L'équipe de campagne de Sanders est composée de vétérans des sondages et campagnes pour le Parti démocrate et elle est dirigée par eux. Elle a recruté Devine Mulvey Longabaugh, une entreprise de consultation médiatique alignée sur le Parti démocrate qui a travaillé sur plusieurs campagnes dans le passé.
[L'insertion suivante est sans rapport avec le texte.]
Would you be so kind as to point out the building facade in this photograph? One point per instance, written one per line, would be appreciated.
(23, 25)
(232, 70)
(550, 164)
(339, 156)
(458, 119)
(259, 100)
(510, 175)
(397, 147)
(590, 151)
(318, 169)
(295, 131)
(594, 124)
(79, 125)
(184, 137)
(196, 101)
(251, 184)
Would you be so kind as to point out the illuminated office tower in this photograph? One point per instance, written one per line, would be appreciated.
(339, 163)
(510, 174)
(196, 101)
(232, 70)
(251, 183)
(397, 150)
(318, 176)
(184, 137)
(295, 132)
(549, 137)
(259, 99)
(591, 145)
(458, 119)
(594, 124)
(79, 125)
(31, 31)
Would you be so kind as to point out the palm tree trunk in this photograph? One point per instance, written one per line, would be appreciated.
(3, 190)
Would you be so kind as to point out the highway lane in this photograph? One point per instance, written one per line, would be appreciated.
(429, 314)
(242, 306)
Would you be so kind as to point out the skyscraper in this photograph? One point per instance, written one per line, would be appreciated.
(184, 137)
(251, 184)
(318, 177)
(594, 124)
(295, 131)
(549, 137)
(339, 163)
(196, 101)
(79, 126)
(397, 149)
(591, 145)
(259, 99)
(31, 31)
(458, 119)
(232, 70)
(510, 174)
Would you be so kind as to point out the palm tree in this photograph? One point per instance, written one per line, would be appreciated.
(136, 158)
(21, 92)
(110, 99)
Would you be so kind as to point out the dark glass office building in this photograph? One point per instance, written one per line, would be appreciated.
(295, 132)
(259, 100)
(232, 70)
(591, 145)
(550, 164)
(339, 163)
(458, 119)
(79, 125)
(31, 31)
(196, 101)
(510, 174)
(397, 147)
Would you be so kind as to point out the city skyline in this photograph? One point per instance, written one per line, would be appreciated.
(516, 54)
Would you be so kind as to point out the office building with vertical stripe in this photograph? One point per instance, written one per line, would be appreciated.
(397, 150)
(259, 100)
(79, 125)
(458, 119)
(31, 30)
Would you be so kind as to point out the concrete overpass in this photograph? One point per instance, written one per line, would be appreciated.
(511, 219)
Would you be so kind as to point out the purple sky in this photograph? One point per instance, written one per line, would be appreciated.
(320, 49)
Parmi les clients actuels et passés mentionnés sur le site web de l'entreprise, on peut citer: l'ancien vice-président et candidat démocrate à la présidence en 2000 Al Gore; l'ancien sénateur et candidat à la présidence en 2004 et actuel secrétaire d'État John Kerry; le sénateur décédé Ted Kennedy; et le banquier et ancien sénateur Jon Corzine.

La campagne sur les médias sociaux est dirigée par Revolution Messaging qui, d'après son site web, est une entreprise «dirigée par des vétérans Obama» qui a joué un rôle important dans la campagne de 2008 pour rejoindre le vote des jeunes à travers Internet. «Nous sommes enthousiastes d'avoir à nos côtés l'équipe derrière les opérations innovatrices sur les médias sociaux, les plateformes mobiles et numériques de 2008», a déclaré le conseiller de campagne Tad Devine dans un communiqué de presse au mois de mai.
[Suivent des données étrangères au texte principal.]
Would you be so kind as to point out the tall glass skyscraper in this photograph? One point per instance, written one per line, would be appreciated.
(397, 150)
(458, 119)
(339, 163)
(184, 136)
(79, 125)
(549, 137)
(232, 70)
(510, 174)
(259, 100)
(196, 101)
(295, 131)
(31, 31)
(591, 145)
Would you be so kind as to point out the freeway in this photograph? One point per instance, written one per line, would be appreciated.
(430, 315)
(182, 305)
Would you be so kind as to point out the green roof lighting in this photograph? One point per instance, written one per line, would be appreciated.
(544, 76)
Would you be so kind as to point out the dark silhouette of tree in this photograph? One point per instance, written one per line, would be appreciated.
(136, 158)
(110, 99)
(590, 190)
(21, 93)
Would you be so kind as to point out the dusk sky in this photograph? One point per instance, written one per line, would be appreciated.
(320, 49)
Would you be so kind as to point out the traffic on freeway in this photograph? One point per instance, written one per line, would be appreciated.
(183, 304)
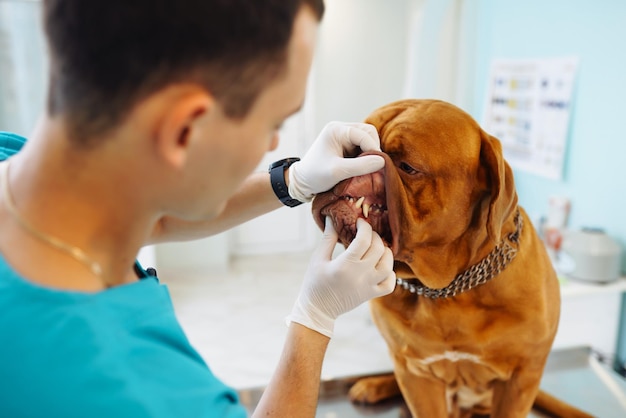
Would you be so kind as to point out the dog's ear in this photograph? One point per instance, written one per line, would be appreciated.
(500, 183)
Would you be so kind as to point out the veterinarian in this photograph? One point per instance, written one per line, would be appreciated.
(157, 114)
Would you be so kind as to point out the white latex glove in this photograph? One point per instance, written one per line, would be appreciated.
(332, 287)
(324, 164)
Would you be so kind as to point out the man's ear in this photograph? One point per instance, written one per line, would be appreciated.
(180, 114)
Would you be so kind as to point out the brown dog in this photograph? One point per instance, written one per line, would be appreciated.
(472, 320)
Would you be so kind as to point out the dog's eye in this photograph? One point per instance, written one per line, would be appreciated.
(407, 168)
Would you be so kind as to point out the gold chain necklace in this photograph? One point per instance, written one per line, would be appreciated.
(75, 252)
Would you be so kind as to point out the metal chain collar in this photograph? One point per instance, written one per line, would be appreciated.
(480, 273)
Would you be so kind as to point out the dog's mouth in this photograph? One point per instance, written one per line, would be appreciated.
(354, 198)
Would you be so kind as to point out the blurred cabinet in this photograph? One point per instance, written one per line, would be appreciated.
(590, 315)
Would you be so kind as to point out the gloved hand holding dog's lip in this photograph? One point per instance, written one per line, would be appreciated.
(332, 287)
(324, 164)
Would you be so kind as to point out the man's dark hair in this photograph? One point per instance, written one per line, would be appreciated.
(105, 56)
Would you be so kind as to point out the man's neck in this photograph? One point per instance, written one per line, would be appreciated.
(80, 198)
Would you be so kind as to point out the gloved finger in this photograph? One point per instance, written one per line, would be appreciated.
(359, 135)
(352, 167)
(371, 142)
(329, 241)
(361, 242)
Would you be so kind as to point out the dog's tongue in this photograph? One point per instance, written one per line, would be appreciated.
(356, 197)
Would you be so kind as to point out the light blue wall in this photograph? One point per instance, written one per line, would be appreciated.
(595, 31)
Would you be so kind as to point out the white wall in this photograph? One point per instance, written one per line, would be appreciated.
(361, 58)
(360, 65)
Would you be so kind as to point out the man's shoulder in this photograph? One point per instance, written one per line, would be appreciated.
(142, 364)
(10, 144)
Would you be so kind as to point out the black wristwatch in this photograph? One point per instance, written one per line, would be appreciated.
(277, 178)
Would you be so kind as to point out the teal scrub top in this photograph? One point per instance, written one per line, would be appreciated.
(116, 353)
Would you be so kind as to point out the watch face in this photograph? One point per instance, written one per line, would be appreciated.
(285, 162)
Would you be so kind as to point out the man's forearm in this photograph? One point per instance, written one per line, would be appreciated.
(294, 388)
(255, 197)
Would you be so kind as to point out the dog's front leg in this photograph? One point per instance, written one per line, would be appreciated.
(425, 397)
(514, 398)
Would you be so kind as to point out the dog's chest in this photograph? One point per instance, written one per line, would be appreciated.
(466, 375)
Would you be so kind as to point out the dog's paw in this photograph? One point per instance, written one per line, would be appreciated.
(372, 390)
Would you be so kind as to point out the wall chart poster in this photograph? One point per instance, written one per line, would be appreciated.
(528, 110)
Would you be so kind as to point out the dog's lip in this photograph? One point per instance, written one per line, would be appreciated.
(325, 200)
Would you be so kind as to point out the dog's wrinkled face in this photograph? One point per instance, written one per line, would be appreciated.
(443, 177)
(357, 197)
Récemment, Sanders a embauché Ben Tulchin, le sondeur pour la campagne présidentielle de 2004 de l'ancien gouverneur du Vermont Howard Dean, qui avait été initialement en tête lors de la course à la nomination en utilisant l'opposition de masse à la guerre en Irak. Tout comme Sanders, Dean a servi de paratonnerre pour rediriger l'opposition sociale et politique derrière le Parti démocrate, où elle a été dissipée et étouffée.
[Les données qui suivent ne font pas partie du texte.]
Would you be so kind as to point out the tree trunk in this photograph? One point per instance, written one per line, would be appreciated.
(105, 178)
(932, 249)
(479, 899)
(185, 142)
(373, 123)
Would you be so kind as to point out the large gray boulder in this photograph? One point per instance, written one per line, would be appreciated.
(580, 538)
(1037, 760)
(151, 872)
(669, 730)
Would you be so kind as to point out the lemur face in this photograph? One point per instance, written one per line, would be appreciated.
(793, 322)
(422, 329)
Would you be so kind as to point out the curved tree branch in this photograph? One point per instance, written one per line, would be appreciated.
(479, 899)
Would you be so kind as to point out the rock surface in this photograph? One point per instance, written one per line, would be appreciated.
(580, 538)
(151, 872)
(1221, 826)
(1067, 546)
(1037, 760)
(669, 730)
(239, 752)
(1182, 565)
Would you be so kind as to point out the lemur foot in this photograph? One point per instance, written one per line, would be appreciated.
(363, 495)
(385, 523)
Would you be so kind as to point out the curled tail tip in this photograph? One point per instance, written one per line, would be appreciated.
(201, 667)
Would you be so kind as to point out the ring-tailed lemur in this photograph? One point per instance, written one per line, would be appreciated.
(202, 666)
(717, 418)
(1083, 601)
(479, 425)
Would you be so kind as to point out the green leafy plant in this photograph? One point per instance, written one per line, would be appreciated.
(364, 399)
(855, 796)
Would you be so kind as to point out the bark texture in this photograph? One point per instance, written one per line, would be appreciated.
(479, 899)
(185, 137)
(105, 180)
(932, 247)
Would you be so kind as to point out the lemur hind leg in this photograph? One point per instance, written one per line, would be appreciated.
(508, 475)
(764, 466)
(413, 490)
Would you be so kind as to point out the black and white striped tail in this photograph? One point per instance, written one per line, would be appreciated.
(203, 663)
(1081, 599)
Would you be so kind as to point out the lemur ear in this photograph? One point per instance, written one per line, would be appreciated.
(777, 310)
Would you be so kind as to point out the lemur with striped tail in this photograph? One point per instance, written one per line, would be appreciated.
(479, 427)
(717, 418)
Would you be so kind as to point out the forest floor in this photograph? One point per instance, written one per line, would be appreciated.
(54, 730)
La journée après le dévoilement de la publicité vidéo, Politico rapportait dans un article de fond que Sanders cherchait à «adoucir son image» en «abandonnant presque entièrement ses méga-rassemblements» qui ont attiré des milliers de personnes et éclipsé les foules présentes lors des rassemblements publics de tous les autres candidats des deux partis. Au lieu de cela, d'après des sources provenant de son équipe de campagne, Sanders prévoit paraître dans des émissions d'actualité et de débats, tout en «visitant des cafés et restaurants dans les États qui seront les premiers à voter».

Le fait que Sanders tente maintenant d'éviter les rassemblements de masse est absurdement présenté par les médias comme une tentative d'élargir sa base au-delà des «blancs, libéraux universitaires», comme si les minorités et les femmes étaient indifférentes aux questions telles que la pauvreté et l'inégalité. Une explication plus crédible est que Sanders et le Parti démocrate s'inquiètent que le mécontentement populaire et la radicalisation politique qu'exploite Sanders puissent échapper à son contrôle. Une autre cause est l'intérêt grandissant de cercles de la classe dirigeante en la possibilité d'utiliser Sanders pour renforcer leur système politique largement discrédité et dominé par le patronat. Il est peut-être préparé pour de plus «grandes choses».

Mardi dernier, Sanders s'est formellement déclaré un démocrate tout en s'enregistrant au scrutin pour les primaires du New Hampshire, mettant fin à la charade qu'il a perpétuée pendant plus de trois décennies. «Je suis un démocrate et devrait être sur le scrutin, je ne pense pas avoir besoin d'en dire plus», a dit Sanders. D'après MSNBC, Sanders a été accompagné au bureau du secrétaire d'État par le président du Parti démocrate, qui a promis «de surmonter tous les défis» pour ajouter Sanders au scrutin.